Lucas gimió y dejó caer su frente en el hombro de Trevor. —No.
Trevor exhaló lentamente, claramente luchando por la paciencia. —Ahora no —respondió, su voz aún ronca, aún áspera con el borde de feromonas que permanecían en el aire.
Windstone, siempre leal y demasiado valiente, no se retiró. —Me temo que no puede esperar. El jet privado de Lord Dax acaba de ser registrado en el campo aéreo de la Capital. Estará aquí en menos de dos horas, y… —una pausa, como si se preparara para el impacto—, se ha hecho público.
Lucas se congeló a mitad de respiración. —…¿Público?
—Sí, Su Gracia —confirmó Windstone a través de la puerta—. El equipo de prensa del palacio ya ha emitido una nota de cortesía.
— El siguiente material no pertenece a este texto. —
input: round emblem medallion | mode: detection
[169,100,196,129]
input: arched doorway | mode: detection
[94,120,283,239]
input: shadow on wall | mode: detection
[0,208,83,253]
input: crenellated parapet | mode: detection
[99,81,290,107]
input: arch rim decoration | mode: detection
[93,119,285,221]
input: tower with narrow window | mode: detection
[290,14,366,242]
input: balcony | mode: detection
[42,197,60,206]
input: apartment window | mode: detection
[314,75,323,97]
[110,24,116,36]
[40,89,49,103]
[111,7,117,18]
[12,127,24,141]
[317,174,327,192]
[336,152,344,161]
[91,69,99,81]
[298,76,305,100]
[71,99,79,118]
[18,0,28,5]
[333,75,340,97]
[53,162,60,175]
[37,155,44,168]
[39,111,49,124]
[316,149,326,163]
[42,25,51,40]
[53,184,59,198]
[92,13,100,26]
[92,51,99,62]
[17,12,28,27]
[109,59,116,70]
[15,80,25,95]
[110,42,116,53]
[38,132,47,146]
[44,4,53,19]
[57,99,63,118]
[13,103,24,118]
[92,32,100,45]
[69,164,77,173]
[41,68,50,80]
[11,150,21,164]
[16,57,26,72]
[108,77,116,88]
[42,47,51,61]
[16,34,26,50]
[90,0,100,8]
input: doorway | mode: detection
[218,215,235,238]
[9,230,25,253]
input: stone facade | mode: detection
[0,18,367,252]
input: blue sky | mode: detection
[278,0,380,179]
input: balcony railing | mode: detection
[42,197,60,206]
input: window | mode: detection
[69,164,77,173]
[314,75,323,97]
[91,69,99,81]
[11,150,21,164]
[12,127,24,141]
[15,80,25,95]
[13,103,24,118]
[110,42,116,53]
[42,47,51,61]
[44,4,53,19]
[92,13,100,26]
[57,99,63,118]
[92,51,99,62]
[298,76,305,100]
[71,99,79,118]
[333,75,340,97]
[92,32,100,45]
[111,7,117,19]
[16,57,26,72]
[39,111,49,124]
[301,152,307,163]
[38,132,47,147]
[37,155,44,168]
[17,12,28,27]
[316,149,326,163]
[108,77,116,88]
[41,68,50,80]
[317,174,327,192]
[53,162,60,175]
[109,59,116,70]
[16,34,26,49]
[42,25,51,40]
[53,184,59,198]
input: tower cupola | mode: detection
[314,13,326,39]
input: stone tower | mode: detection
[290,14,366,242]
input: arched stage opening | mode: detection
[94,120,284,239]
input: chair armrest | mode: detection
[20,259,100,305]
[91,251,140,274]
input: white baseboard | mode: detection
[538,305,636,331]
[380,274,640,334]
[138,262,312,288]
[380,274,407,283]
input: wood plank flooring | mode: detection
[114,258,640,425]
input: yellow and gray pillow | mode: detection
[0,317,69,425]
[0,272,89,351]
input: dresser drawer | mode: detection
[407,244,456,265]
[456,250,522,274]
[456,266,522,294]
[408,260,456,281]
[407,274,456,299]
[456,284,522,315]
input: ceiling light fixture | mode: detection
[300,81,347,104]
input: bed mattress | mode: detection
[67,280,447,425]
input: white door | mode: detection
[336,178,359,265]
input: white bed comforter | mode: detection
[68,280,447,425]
Se espera que lo reciba formalmente en la terraza este.
Trevor inclinó la cabeza hacia atrás contra el cabecero, cerrando los ojos como un hombre que apela a poderes superiores. —Windstone… —comenzó, en voz baja y de advertencia.
—…No interrumpiría de otro modo —añadió rápidamente el hombre mayor, aunque había un destello de humor seco en su voz a pesar de su impecable compostura—. Pero si desea ignorarlo, sugiero que lo haga con un uniforme formal. Las cámaras estarán esperando.
Lucas se enderezó, todavía a horcajadas sobre el regazo de Trevor, su cabello despeinado y labios entreabiertos por los momentos anteriores, los ojos abiertos con incredulidad. —Dax es un bastardo mezquino.
Las manos de Trevor se tensaron instintivamente en las caderas de Lucas, la comisura de su boca elevándose en algo oscuro y divertido a pesar de la situación.
—Mmm —retumbó, su voz aún baja y bordeada con el calor que aún no se había desvanecido—. Esa es la primera cosa verdadera que has dicho esta mañana.
Lucas entrecerró sus ojos verdes, el rubor aún alto en sus mejillas mientras pinchaba ligeramente el pecho de Trevor con un dedo. —Lo está haciendo a propósito. ¿Una llegada pública? ¿Asegurándose de que la prensa esté allí? Quiere que me sienta incómodo, que tú te sientas incómodo.
La mirada oscura como la tormenta de Trevor sostuvo la suya, tranquila y afilada como una hoja. —Quiere atención. Eso es todo lo que Dax siempre ha querido.